NONE OF THE EUROPEANS WHO, LIKE MOSLEY, SOUGHT TO FOLLOW in the footsteps of Mussolini and Hitler reached the top of their country’s power pyramid. In Spain, Franco invited the Fascist Falange party into his coalition, then swallowed it up. Portugal’s dictator, Antonio de Oliveira Salazar, embraced the authoritarian attributes of Fascism but rejected any rebellion against the Church or its doctrines. In France, the blue-shirted Solidarité Française was one of several right-wing groups that served as sparring partners for the left; the movement was openly pro-Nazi, campaigned on the slogan “France for the French,” and was banned by the Socialist government in 1936. Members of Iceland’s Nationalist Party wore gray shirts and red swastika armbands, swore to protect Icelanders’ ethnic identity, believed in Aryan supremacy, and never received more than one percent of the vote. In Romania, the army alternately suppressed and collaborated with the Legion of the Archangel Michael, a charismatic group with an impoverished rural following drawn to its mix of revivalist religion, revolutionary politics, and violence against Jews.

In these and other cases, Fascism was less defeated than diluted. Zealous foot soldiers helped drive nationalist passions in many countries, but the insurrectionary elements of the movements were contained before they could threaten the powerful. In Italy and Germany, former corporals called the shots; everywhere else, generals and their upper-crust civilian counterparts retained their grip on power.

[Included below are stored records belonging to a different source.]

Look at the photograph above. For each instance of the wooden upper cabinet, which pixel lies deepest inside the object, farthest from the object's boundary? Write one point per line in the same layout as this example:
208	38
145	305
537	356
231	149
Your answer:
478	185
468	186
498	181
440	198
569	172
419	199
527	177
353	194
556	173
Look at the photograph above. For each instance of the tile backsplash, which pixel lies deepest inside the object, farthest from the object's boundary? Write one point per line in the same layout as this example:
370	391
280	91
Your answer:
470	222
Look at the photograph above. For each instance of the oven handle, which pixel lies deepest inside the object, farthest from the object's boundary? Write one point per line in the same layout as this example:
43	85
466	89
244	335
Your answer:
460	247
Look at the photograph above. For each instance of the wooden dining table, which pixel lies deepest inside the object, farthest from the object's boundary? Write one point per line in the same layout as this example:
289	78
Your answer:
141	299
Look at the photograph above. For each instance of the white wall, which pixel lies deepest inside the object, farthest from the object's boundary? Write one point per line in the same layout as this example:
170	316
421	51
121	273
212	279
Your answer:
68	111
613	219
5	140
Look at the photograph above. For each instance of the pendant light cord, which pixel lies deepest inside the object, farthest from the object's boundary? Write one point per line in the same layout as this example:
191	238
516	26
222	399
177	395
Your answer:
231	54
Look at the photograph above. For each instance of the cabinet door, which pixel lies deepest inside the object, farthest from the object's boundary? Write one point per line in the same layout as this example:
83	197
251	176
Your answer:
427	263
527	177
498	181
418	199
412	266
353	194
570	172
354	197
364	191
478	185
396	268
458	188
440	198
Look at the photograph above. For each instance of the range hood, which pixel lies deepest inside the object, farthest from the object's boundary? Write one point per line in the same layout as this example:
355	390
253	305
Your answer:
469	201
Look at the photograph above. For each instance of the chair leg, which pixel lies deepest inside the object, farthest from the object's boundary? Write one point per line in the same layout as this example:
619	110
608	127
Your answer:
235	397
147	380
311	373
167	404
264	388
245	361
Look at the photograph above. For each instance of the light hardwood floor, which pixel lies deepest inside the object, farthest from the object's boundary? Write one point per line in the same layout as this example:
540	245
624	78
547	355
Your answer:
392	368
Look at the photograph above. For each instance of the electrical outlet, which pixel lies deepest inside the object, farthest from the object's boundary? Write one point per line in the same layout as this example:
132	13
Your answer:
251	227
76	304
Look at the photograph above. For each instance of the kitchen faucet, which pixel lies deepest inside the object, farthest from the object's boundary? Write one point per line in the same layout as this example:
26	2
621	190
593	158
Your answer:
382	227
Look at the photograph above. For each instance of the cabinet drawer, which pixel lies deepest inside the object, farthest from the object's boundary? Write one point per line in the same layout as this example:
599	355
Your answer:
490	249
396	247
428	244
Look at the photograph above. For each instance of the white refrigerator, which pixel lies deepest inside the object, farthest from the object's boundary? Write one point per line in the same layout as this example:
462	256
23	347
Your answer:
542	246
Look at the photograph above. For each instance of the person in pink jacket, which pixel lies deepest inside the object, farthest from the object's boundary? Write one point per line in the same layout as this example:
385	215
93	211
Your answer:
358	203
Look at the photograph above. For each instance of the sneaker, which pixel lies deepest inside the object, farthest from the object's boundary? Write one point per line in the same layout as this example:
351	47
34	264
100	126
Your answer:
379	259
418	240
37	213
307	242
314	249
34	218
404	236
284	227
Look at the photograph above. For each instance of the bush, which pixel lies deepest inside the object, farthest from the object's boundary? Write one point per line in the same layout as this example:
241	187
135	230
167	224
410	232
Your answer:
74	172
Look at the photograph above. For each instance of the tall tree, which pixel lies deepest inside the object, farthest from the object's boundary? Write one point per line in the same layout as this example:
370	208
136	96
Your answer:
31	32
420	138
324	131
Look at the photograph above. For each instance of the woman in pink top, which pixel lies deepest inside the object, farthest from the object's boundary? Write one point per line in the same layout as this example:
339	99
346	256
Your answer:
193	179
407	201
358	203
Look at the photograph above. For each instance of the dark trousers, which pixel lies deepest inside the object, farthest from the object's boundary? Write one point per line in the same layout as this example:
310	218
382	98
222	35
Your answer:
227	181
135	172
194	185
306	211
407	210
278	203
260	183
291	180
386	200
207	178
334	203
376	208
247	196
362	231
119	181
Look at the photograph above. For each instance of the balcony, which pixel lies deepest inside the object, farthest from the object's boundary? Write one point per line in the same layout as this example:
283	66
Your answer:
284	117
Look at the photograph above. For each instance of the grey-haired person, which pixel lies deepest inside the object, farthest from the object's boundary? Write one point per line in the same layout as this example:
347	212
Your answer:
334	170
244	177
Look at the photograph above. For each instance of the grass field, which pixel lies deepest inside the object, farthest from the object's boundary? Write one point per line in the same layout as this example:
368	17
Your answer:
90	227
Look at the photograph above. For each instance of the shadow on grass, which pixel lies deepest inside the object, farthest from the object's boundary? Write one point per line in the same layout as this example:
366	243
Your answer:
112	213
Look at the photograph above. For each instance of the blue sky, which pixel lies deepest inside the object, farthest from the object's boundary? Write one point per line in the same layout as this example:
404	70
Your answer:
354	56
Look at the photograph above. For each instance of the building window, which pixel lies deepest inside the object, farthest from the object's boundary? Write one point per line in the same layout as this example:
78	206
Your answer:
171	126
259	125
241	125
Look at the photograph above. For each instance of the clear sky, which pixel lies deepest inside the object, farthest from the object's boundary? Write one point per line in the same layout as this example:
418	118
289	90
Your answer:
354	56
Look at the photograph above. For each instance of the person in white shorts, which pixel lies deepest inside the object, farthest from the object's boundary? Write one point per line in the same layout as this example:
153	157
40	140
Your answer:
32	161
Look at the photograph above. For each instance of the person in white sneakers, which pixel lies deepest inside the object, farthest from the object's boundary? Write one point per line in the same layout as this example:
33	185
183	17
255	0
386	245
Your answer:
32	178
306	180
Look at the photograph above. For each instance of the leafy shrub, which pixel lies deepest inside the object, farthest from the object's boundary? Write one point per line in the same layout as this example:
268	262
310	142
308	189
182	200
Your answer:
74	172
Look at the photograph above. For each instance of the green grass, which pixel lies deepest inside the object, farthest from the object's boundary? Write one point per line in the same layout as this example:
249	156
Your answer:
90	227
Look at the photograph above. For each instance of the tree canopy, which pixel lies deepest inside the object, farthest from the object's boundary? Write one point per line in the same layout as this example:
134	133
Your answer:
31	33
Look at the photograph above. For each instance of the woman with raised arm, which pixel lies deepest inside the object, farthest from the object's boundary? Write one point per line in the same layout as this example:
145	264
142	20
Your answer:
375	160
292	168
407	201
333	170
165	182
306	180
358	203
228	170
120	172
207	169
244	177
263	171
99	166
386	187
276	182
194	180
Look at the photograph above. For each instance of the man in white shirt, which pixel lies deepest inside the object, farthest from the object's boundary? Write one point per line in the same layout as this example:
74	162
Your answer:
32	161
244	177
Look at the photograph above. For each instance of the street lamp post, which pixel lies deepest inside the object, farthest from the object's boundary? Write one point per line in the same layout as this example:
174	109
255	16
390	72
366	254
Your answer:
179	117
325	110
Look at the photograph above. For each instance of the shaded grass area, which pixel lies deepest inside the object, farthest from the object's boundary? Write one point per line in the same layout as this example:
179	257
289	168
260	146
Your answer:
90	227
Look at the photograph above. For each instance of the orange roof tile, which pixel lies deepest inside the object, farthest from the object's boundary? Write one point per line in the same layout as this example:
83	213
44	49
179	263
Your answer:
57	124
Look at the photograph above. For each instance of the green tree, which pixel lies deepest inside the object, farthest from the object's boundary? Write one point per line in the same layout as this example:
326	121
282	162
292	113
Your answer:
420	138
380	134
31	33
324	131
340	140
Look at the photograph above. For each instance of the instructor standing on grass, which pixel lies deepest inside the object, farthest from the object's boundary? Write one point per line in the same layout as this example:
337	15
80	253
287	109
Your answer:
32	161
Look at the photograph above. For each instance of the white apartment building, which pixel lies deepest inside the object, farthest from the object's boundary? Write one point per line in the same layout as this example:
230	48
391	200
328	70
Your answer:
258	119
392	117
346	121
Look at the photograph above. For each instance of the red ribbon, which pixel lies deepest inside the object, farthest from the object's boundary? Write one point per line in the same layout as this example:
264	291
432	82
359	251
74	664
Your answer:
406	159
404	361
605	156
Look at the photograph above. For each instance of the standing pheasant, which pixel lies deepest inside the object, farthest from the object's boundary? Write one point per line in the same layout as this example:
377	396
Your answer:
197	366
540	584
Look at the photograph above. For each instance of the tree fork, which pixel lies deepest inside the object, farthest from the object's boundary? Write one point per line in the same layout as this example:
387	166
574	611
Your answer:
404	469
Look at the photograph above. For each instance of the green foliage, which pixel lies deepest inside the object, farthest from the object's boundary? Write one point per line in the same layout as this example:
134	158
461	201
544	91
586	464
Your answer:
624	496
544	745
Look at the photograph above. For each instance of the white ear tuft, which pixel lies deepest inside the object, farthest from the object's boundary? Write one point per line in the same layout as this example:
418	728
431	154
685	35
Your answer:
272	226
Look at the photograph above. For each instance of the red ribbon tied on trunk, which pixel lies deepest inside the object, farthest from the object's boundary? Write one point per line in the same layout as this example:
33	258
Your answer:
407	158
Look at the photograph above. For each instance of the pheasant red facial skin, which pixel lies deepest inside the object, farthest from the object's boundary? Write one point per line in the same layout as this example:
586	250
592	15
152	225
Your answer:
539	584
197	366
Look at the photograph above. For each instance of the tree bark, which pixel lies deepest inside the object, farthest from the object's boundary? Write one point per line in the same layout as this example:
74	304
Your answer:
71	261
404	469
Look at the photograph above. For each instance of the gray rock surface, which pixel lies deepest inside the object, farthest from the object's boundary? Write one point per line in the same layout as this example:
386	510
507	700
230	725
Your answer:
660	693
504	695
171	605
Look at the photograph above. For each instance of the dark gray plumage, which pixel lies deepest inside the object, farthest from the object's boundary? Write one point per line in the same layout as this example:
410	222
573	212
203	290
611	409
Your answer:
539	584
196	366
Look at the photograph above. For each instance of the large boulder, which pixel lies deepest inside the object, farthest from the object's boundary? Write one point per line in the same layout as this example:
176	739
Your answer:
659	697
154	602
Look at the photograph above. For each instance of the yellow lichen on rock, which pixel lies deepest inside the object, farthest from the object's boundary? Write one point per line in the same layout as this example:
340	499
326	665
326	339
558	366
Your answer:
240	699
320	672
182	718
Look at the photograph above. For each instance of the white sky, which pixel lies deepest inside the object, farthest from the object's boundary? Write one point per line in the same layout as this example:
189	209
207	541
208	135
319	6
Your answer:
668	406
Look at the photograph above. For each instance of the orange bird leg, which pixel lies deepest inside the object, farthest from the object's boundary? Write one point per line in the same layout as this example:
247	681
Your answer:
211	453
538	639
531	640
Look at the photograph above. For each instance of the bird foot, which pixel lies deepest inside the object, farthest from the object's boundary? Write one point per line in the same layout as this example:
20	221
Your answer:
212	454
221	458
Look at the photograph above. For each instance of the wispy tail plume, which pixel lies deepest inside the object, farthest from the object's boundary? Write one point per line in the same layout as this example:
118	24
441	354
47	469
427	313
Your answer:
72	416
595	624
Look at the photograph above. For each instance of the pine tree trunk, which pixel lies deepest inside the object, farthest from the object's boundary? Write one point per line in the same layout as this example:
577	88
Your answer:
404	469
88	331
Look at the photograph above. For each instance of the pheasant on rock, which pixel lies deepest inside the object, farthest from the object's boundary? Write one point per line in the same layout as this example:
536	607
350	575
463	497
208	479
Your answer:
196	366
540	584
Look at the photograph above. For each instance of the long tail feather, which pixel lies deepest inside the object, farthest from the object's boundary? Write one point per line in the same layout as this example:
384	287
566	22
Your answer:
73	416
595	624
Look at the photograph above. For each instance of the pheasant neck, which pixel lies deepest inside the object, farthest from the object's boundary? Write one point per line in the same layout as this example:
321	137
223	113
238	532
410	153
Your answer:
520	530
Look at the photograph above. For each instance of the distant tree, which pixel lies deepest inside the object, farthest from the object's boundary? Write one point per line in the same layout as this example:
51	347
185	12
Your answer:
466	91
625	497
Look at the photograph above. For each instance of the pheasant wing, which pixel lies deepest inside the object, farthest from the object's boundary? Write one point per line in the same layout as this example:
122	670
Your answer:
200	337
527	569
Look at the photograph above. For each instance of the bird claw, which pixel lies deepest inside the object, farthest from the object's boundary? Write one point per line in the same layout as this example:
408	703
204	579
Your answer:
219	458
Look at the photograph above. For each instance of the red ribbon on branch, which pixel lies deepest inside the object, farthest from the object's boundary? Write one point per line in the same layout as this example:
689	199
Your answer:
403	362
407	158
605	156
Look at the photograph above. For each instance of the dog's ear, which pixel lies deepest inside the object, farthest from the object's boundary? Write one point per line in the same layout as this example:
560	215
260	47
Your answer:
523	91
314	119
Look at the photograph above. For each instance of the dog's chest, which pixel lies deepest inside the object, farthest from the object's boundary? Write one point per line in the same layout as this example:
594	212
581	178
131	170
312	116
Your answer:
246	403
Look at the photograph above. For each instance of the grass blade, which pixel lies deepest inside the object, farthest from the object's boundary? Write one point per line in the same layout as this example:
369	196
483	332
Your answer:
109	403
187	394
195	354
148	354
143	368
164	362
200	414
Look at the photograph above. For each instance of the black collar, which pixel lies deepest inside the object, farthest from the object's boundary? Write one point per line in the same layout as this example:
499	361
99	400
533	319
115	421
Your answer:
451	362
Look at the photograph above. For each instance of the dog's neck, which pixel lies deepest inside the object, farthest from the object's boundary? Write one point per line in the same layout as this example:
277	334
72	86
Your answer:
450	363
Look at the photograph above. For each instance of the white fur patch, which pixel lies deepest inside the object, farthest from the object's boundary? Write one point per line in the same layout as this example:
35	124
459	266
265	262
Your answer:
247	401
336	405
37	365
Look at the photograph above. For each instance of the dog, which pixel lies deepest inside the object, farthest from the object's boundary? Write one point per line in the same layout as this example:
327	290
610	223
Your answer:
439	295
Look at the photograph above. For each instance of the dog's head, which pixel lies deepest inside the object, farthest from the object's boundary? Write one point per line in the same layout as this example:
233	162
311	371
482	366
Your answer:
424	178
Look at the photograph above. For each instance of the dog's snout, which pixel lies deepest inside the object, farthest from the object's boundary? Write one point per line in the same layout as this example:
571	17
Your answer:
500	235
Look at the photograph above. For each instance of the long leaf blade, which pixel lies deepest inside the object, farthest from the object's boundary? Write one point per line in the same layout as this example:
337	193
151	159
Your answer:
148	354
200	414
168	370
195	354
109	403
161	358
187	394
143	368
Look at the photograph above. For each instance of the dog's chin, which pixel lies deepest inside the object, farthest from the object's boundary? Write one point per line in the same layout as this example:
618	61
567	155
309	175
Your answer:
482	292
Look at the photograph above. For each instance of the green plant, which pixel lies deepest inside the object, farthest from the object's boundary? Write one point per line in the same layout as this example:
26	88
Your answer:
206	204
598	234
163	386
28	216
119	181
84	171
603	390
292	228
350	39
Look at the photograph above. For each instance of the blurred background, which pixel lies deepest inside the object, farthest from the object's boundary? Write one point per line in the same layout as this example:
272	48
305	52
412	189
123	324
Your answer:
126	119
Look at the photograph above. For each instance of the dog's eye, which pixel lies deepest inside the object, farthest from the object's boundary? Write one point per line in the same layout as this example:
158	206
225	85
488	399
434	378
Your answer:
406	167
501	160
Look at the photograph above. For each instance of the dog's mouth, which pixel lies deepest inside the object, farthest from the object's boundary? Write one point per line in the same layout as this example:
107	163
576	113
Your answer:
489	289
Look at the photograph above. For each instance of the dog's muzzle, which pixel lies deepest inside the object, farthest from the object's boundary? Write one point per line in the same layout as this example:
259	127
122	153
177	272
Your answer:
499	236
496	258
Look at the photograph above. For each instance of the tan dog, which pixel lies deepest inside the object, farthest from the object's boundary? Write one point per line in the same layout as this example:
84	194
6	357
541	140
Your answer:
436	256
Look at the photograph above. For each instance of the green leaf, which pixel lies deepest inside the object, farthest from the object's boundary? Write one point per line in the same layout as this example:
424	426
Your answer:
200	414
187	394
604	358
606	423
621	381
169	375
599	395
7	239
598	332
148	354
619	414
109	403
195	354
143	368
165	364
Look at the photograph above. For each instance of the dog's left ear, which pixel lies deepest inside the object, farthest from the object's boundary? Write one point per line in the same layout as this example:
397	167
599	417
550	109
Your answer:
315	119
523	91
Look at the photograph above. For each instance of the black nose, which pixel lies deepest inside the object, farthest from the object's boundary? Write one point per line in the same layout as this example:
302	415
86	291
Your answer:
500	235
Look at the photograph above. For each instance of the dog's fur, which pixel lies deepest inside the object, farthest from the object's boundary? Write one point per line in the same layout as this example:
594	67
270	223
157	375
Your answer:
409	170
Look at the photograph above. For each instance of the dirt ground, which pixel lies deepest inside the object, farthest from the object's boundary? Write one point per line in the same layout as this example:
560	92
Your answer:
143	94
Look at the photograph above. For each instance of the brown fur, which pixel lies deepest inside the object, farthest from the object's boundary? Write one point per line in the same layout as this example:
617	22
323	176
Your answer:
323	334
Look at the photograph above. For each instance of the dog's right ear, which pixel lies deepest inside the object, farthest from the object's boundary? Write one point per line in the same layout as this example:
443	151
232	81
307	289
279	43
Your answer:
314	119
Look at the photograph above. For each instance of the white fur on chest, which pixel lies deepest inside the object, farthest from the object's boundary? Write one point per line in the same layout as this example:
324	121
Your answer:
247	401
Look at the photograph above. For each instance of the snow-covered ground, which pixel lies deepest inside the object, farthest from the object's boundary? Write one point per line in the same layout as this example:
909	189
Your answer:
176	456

Czechoslovakia, poised tensely in the Third Reich’s shadow, was a special case. There, Konrad Henlein, a shrewd, paunchy, nearsighted former gymnastics instructor, attached himself to the Nazi locomotive and let it pull him along. At Hitler’s instructions and with Berlin’s money, Henlein became the principal mouthpiece for Fascist elements within Czechoslovakia’s politically diverse German community. To foreign officials and the press, he spun tale after tale of his people’s mistreatment at the hands of brutal Prague. His fabrications, rebroadcast by the Nazis, had their effect. Many Europeans came to sympathize with Hitler’s declarations of outrage and found reasonable his desire to intervene on behalf of his country’s ethnic brethren.